Some commands are never auto-approved — even in Autopilot mode. The default blocked list includes:

  • File deletion: rm *, sudo rm *, del *, rd *, rmdir *, Remove-Item *, ri *
  • Git clean: git clean*
  • Find with delete: find * -delete*, find * -exec rm*
  • Disk destruction: mkfs*, dd if=*, format *
  • System power: shutdown*, reboot*
  • Other dangerous: > /dev/*, :(){:|:&};:, chmod -R 777 /, chown -R *:* /

You can edit this list in settings — add or remove patterns to match your environment.

Kodik additionally protects files that match sensitive file patterns, even when editing is enabled (unless editSensitiveFiles is explicitly turned on).

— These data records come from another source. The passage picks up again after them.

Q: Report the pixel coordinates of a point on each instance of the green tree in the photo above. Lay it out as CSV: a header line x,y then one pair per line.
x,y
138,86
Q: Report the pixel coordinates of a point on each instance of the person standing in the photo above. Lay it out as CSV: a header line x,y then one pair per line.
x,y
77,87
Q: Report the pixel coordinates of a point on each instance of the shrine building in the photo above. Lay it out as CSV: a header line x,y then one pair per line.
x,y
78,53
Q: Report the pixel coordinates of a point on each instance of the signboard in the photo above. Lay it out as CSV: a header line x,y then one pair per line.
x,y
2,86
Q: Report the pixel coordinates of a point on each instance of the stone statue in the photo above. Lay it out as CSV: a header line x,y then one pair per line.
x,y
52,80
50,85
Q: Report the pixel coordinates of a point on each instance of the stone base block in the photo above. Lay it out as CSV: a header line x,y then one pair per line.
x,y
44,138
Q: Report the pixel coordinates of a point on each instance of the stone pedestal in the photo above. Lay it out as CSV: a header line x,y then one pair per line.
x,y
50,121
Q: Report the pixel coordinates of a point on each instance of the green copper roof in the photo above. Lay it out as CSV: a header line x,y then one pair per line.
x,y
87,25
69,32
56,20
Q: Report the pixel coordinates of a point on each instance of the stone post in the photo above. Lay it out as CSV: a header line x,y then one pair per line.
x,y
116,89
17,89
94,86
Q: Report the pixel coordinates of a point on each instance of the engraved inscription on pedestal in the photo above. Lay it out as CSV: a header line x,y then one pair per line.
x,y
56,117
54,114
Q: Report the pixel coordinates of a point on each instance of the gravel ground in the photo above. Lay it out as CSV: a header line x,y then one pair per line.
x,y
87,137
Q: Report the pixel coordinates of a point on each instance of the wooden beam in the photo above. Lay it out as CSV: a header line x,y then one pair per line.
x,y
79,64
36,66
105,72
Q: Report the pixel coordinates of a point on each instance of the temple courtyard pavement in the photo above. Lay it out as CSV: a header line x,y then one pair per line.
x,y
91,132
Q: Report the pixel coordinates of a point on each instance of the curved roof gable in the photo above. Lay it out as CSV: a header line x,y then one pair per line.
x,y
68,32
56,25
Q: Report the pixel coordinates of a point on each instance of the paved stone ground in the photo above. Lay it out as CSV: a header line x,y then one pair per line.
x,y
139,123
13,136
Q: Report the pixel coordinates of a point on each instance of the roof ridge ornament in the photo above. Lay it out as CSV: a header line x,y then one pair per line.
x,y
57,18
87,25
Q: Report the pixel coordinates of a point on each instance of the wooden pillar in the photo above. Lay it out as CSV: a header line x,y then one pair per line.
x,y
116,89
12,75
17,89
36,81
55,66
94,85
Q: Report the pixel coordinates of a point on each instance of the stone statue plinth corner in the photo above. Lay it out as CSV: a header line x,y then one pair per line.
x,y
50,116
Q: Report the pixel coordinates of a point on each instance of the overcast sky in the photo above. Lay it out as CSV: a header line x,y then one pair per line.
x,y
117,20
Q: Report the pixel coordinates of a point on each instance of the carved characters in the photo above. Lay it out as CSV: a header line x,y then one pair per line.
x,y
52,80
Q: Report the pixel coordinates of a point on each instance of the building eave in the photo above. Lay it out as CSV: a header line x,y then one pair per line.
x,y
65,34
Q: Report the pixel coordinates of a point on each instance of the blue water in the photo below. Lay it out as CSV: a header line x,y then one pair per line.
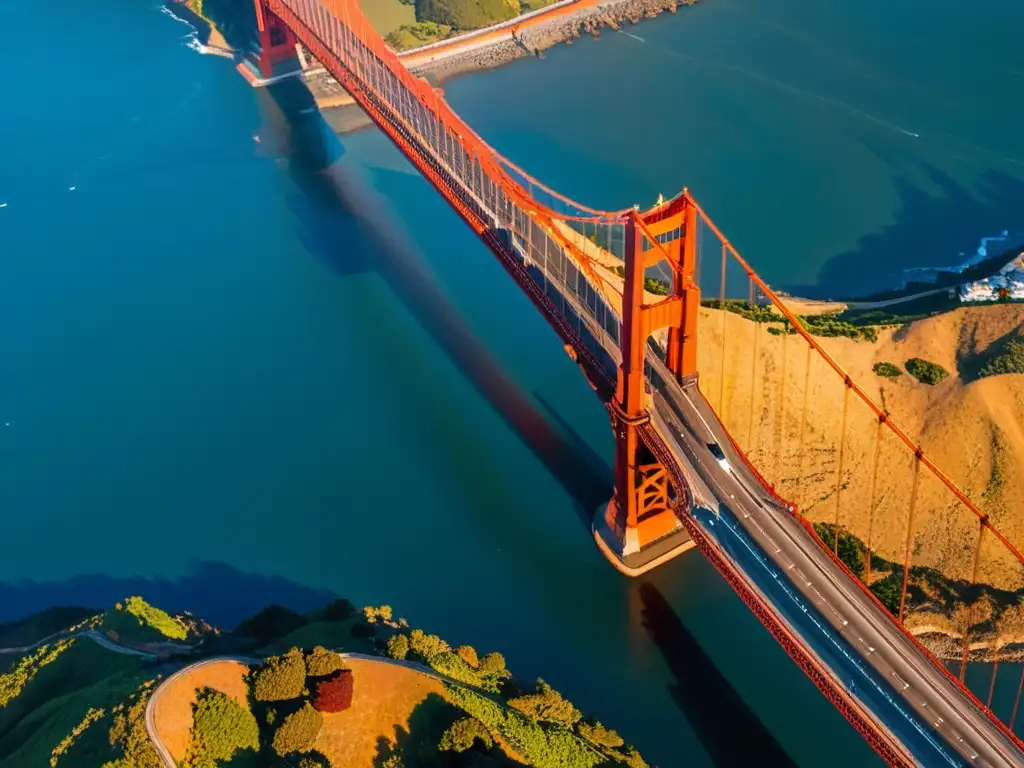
x,y
219,387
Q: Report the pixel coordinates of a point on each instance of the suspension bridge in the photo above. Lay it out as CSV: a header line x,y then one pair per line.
x,y
730,419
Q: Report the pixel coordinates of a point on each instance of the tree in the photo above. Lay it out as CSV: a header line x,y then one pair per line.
x,y
383,612
632,758
397,646
888,591
466,14
427,645
221,727
494,664
321,662
468,653
280,678
925,371
547,705
271,623
598,734
887,370
462,734
335,694
298,731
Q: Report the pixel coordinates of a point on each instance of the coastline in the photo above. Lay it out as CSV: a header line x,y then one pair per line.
x,y
492,47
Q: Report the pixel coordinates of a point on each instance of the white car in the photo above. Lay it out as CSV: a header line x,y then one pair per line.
x,y
716,451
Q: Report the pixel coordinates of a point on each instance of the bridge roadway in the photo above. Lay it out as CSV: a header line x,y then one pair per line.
x,y
899,687
788,553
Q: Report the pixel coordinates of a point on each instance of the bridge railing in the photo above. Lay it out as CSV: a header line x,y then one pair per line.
x,y
812,427
908,534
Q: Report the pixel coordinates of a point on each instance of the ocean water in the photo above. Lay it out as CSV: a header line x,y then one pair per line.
x,y
245,360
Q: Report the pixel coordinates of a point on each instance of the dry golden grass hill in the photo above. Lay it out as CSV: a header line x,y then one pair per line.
x,y
971,427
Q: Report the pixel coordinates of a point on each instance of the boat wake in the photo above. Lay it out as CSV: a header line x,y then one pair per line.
x,y
192,39
979,255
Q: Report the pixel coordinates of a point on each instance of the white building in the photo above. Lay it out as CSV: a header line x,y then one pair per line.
x,y
1010,279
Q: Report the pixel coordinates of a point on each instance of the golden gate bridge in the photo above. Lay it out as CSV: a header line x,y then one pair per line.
x,y
729,430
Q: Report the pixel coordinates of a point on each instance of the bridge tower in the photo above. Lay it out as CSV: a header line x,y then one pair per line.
x,y
639,528
274,54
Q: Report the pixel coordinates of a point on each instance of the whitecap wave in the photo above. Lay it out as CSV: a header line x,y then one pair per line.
x,y
192,39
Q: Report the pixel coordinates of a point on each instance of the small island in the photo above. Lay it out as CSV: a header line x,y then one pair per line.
x,y
137,687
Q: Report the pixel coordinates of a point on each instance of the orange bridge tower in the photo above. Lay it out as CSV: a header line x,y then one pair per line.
x,y
640,528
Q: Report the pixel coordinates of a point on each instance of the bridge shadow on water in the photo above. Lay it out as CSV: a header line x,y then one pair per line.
x,y
339,221
730,732
930,228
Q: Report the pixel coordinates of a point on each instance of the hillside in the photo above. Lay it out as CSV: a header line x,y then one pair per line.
x,y
971,425
105,693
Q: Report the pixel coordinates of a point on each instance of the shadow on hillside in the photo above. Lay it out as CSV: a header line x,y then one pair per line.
x,y
972,360
931,228
729,731
217,592
417,748
347,226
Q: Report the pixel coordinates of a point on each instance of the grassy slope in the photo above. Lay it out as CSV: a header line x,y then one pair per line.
x,y
36,627
335,635
387,15
971,428
55,700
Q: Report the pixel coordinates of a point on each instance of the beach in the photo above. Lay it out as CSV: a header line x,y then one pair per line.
x,y
484,49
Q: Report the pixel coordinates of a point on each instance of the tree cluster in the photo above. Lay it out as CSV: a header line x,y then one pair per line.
x,y
466,14
925,371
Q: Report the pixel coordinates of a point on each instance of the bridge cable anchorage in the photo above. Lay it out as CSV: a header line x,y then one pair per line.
x,y
534,231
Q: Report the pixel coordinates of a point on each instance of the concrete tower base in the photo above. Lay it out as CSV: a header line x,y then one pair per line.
x,y
628,556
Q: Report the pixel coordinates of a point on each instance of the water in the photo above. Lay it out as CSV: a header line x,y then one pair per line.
x,y
221,387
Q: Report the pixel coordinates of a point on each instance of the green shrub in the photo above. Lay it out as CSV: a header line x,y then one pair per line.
x,y
136,620
414,35
468,654
888,591
382,612
598,734
12,682
494,664
221,727
756,312
1010,361
455,667
271,623
128,735
925,371
540,745
466,14
280,678
397,646
828,325
321,662
298,731
66,743
547,705
887,370
462,733
427,645
851,550
632,758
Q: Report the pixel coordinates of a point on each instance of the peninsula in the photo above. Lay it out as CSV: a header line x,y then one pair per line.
x,y
137,687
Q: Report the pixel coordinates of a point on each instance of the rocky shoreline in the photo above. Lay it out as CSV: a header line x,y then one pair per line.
x,y
531,41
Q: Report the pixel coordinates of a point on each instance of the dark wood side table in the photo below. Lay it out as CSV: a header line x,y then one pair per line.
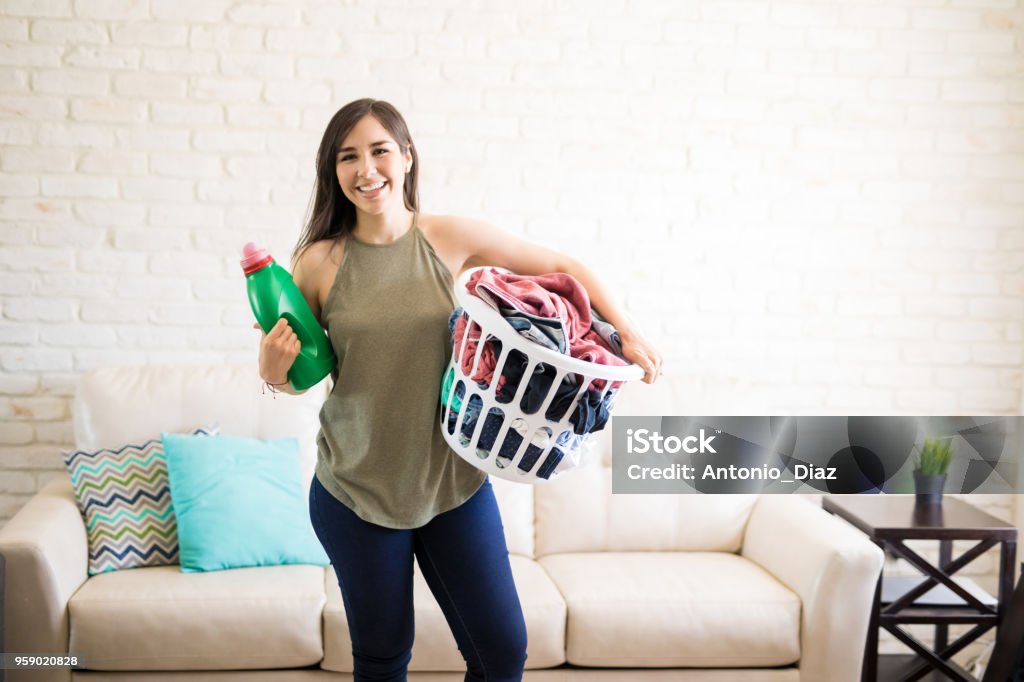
x,y
890,520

The default protected patterns include:

  • Secrets and environment variables: **/.env, **/.env.*, **/secrets.*, **/secret.*, **/*secret*, **/*password*, **/*credentials*
  • Package lock files: **/package.json, **/package-lock.json, **/yarn.lock, **/pnpm-lock.yaml, **/composer.lock, **/Gemfile.lock, **/Pipfile.lock, **/poetry.lock, **/cargo.lock
  • Configuration files: **/*.config.js/ts/mjs/cjs/json, **/tsconfig.json, **/jsconfig.json, **/babel.config.*, **/webpack.config.*, **/vite.config.*, **/rollup.config.*, **/.eslintrc.*, **/.prettierrc.*
  • Git files: **/.gitignore, **/.gitattributes, **/.gitmodules, **/.git/**
  • Docker and deployment: **/Dockerfile, **/docker-compose.yml/yaml, **/.dockerignore, **/kubernetes/**/*.yaml
  • CI/CD: **/.github/workflows/**, **/.gitlab-ci.yml, **/.circleci/**, **/.travis.yml, **/azure-pipelines.yml, **/Jenkinsfile
  • IDE files: **/.vscode/**, **/.idea/**, **/.vs/**
  • Database migrations: **/migrations/**, **/migrate/**
  • All dotfiles: **/.*

You can extend or narrow this list in settings.

Kodik can always read its own configuration assets (skills, commands, rules, hooks, sub-agents) without any auto-approve permissions — this is independent of your settings.

For most workflows, start conservatively:

  • Auto-approve reading project files (readFiles, listFiles, rg)
  • Set the request limit to 10–20
  • Leave editing and Autopilot off

As trust in the agent grows, gradually add permissions. Tighten settings for critical production work; Autopilot is acceptable in isolated throwaway environments.